Modern day devices include the Everdrive 64 and the 64drive. The Everdrive loads ROM images from either USB or from an SD card inserted into the top of the cartridge. The 64Drive also uses USB but can also load games from either SD card or CompactFlash card. Both units require a CIC chip soldering into the board and the plastic casing from a donor cartridge. Neither unit has the ability to backup cartridges. Users can however backup cartridges using a device called Retrode, a USB powered device that installs itself as a mass storage device in Windows, allowing the cartridge information to be backed up.

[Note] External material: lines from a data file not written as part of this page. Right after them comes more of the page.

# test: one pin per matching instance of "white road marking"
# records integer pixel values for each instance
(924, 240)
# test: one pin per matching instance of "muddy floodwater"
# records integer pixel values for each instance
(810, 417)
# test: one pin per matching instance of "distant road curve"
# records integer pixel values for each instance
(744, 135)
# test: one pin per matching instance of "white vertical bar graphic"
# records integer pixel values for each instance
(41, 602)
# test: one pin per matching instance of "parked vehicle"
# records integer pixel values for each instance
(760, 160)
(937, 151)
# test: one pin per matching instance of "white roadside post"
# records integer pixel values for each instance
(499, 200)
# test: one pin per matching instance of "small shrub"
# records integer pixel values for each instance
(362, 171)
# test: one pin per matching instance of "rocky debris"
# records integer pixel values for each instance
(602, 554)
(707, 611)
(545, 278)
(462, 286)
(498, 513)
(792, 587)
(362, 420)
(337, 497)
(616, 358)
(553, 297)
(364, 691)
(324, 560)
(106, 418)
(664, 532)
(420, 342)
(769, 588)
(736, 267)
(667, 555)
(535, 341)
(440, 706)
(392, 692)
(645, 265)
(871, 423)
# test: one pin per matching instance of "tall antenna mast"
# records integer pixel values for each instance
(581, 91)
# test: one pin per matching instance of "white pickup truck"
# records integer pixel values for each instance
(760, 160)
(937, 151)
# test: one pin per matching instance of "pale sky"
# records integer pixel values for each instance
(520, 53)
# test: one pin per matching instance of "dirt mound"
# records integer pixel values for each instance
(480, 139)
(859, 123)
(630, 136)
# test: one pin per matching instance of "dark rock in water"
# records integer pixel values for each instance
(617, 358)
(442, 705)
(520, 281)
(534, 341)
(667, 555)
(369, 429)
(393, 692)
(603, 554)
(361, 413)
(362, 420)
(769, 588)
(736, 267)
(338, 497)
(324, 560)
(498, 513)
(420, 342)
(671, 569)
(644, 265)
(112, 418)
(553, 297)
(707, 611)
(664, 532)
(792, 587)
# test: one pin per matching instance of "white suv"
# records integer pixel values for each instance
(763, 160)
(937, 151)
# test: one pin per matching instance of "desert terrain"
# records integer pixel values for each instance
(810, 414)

==Backup devices for handhelds==

===Game Boy===
For the original Game Boy and its color successor there are numerous external copiers, such as GB Xchanger, which can back up an inserted Game Boy or Game Boy Color cartridge. The GB Xchanger plugs into a computer in order to copy the games, which can later transfer the game(s) back through the copier to a blank flash cartridge.

===Game Boy Advance===
Early copiers for the Game Boy Advance, Game Boy Advance SP, and Game Boy Micro, like the Flash Advance Xtreme are similar to those used for the original Game Boy, as they are external copiers that use parallel ports to communicate with personal computers.

The copiers eventually made use of USB with products like first generation XG-Flash carts, which also used external copiers, but benefited from faster write speeds than its parallel port predecessors. This technology evolved into onboard external copiers like the EZFlash Advance that used the Game Boy Advance itself as a copier. These USB cables would plug into the GBA's proprietary port used for Game Link Cables or accessories like the e-Reader and when booted while holding Start and Select, would connect to a PC. These versions are not compatible with the Game Boy Micro because it uses a different port than the GBA and GBA SP.

===Nintendo DS and 3DS===
There are not any commercial backup devices for the Nintendo DS and Nintendo 3DS that are widely available, yet many devices exist to play backups on a DS or 3DS. These flashcarts are capable of using specific software to backup both DS and 3DS or Game Boy Advance games. There is the possibility to create backups using a 3DS with custom firmware (with DS and 3DS).

===Other handhelds===
Bung released a copier for the Neo Geo Pocket and the Neo Geo Pocket Color. It resembled their GB Xchanger and it served the same function.

A copier for the Japan-only handheld, the Wonderswan, as well as the Wonderswan Color and to a lesser extent, the SwanCrystal, was released called the WonderMagic. It uses a parallel port for communication with a PC.